16 June 2014
ByAppeared in BioNews 758
In a research first, a section of light-sensing tissue, closely resembling the human retina, has been grown in the laboratory from human stem cells.
Dr Maria Canto-Soler, an assistant professor of ophthalmology at John Hopkins University in the USA, and lead author of the study, said: 'We have basically created a miniature human retina in a dish that not only has the architectural organisation of the retina but also has the ability to sense light'.
Using iPSCs, the researchers first generated precursor retinal cells by growing them in a medium containing specific growth factor chemicals. The researchers were surprised to see that the cells assembled into a complex structure, in steps similar to those observed in the eye during fetal development.
The tissue not only structurally resembled the human retina, but it also contained all major retinal cell types arranged in their proper layers.
Dr Canto-Soler said: 'The stem cells could build up the retinal structure almost autonomously. Somehow the cells knew what to do and we just needed to give them time to do it'.
The scientists were also interested to see whether their model was able to give rise to functional photoreceptors, the light-sensing cells of the retina. Photoreceptor damage is a common cause of blindness.
They found that their artificial retina contained cells that not only resembled photoreceptors structurally, but were also able to respond to light.

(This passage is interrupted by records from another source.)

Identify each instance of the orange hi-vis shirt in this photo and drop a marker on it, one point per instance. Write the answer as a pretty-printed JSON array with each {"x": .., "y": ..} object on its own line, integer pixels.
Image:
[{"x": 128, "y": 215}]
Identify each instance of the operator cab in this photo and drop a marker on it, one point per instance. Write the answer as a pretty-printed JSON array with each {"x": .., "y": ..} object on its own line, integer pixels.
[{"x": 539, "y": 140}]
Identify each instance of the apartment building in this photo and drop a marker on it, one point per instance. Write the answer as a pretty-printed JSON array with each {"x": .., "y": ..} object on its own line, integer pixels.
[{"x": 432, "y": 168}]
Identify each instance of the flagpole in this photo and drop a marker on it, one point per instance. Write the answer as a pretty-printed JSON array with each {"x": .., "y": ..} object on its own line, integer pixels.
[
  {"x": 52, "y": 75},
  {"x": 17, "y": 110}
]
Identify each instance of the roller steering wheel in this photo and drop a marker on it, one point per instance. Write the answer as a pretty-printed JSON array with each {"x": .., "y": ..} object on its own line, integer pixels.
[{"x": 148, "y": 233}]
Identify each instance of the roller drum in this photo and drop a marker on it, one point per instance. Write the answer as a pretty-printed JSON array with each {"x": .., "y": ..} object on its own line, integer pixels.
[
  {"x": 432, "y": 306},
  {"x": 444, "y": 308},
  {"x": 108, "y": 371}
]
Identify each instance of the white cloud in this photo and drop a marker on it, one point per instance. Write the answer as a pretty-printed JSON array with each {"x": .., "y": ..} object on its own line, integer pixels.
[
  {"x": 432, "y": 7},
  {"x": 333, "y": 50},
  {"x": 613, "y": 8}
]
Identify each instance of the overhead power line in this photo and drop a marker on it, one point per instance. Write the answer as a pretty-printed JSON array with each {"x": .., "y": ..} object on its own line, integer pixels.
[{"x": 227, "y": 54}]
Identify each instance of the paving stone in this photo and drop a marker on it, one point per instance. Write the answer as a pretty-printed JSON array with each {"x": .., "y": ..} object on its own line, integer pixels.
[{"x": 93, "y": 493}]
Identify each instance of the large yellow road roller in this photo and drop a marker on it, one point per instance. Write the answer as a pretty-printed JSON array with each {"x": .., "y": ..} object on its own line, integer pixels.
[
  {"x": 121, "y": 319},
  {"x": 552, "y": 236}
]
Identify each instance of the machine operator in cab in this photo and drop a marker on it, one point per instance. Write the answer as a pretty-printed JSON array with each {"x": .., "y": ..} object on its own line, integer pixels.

Dr Canto-Soler commented that this finding 'advances opportunities for vision-saving research and may ultimately lead to technologies that restore vision in people with retinal diseases'.
She also highlighted, however, that light-sensing only provides a small part of the vision-making process. 'Is our lab retina capable of producing a visual signal that the brain can interpret into an image? Probably not, but this is a good start'.
The lab retina was tested at a stage equivalent to 28 days of fetal development and the scientists will now try to develop their model further.
Dr David Gamm of the University of Wisconsin, a co-author of the study, told The Scientist: 'Knowing the mechanism in greater detail will allow us to improve the retinal differentiation process, making it more safe, reproducible, and user-friendly for both disease modelling and drug testing and for clinical transplantation into patients'.
Talking to The Scientist, Dr Canto-Soler, however, said: 'there is still a long way to go before we can directly apply this to patients'.
The research was published in Nature Communications.